The next sandwich or salad you buy at O’Hare International Airport could be so locally sourced, the greens were harvested in the hallway.
Herbs and vegetables are thriving in the world’s first airport aeroponic garden, located on the mezzanine level of the Rotunda Building in Terminal 3. Airport restaurants share the bounty on their menus.
Aeroponic gardening is a method of growing plants without soil. Instead, plant roots are misted with a nutrient solution during a regular watering cycle. It’s a self-sustaining process that reuses water and prevents evaporation. In addition, no fertilizers are chemicals are used. The technology results in tasty, nutritious plants, and it allows growers to produce more food in less space and in less time.
At O’Hare’s nearly 1,000-square-foot garden, 26 illuminated towers house more than 1,100 planting spots. A tranquil seating area where ticketed passengers may relax amid a green oasis and await their flights surrounds the space.
The garden grows dozens of vegetative types including lettuces, dill, cilantro, basil, parsley, chives, habanero peppers and green beans. Among the eateries incorporating the produce into their menu offerings are Tortas Frontera by Rick Bayless, Tuscany Cafe and Wicker Park Seafood and Sushi.

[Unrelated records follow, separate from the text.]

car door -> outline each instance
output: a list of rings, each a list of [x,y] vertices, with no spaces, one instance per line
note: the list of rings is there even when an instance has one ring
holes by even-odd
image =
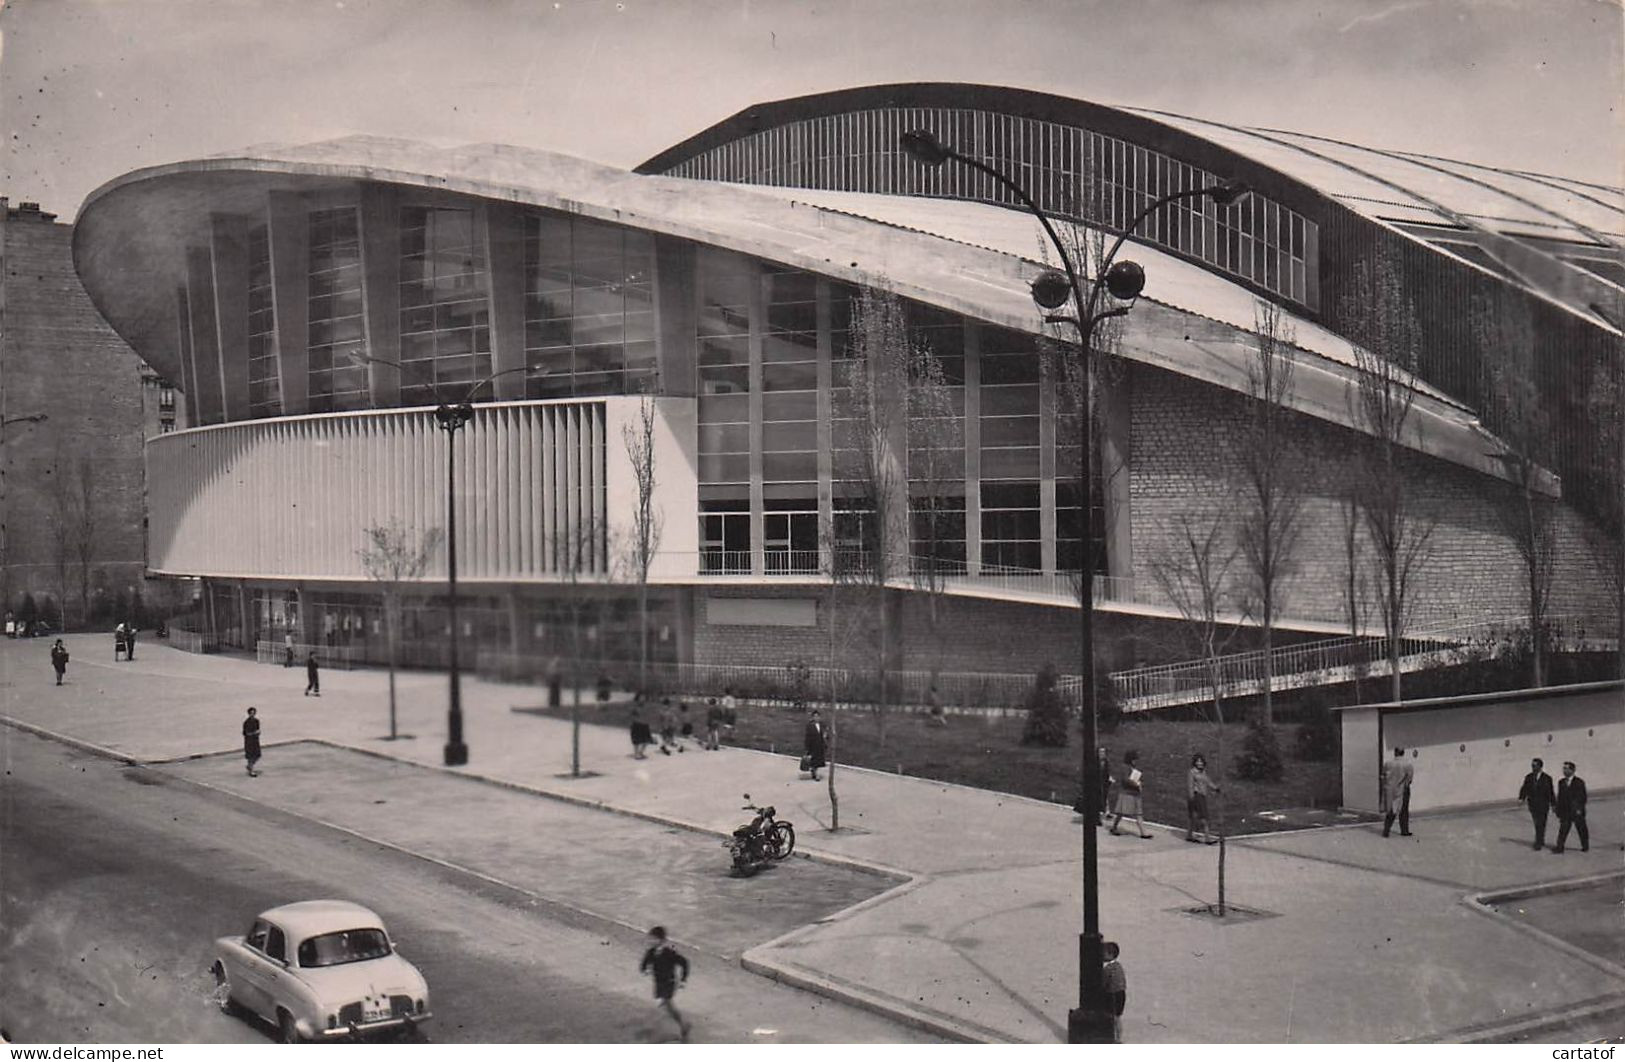
[[[293,975],[288,972],[290,957],[287,934],[275,922],[266,923],[265,1017],[269,1021],[276,1020],[276,1010],[279,1006],[286,1007],[290,1014],[295,1016],[299,1014],[293,998],[296,992],[291,983]]]
[[[236,968],[228,971],[232,995],[237,1002],[262,1018],[274,1013],[269,995],[271,964],[265,955],[265,941],[270,931],[269,922],[256,918],[243,938],[243,946],[234,956]]]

The garden, installed in 2011, is a collaboration between the Chicago Department of Aviation and HMSHost Corporation which operates the airport’s food concessions.
The initiative supports the CDA’s commitment to environmental sustainability. The department developed the Sustainable Airport Manual, a comprehensive guide to implementing sustainable initiatives across all airport activities, which has been adopted by airports worldwide. It also created the Green Airplane Certification program to recognize the sustainability of airport-related administrative activities associated with planning, design, construction, maintenance and daily operations.
The O’Hare aeroponic garden has achieved Green Airport Certification in the Concessions and Tenants Design and Construction category.
According to Gregg Cunningham who coordinates CDA’s special projects, the growing towers were replaced last year. “The previous towers were donated by HMSHost to Schurz Chicago Public High School for its Food Science Lab,” said Cunningham.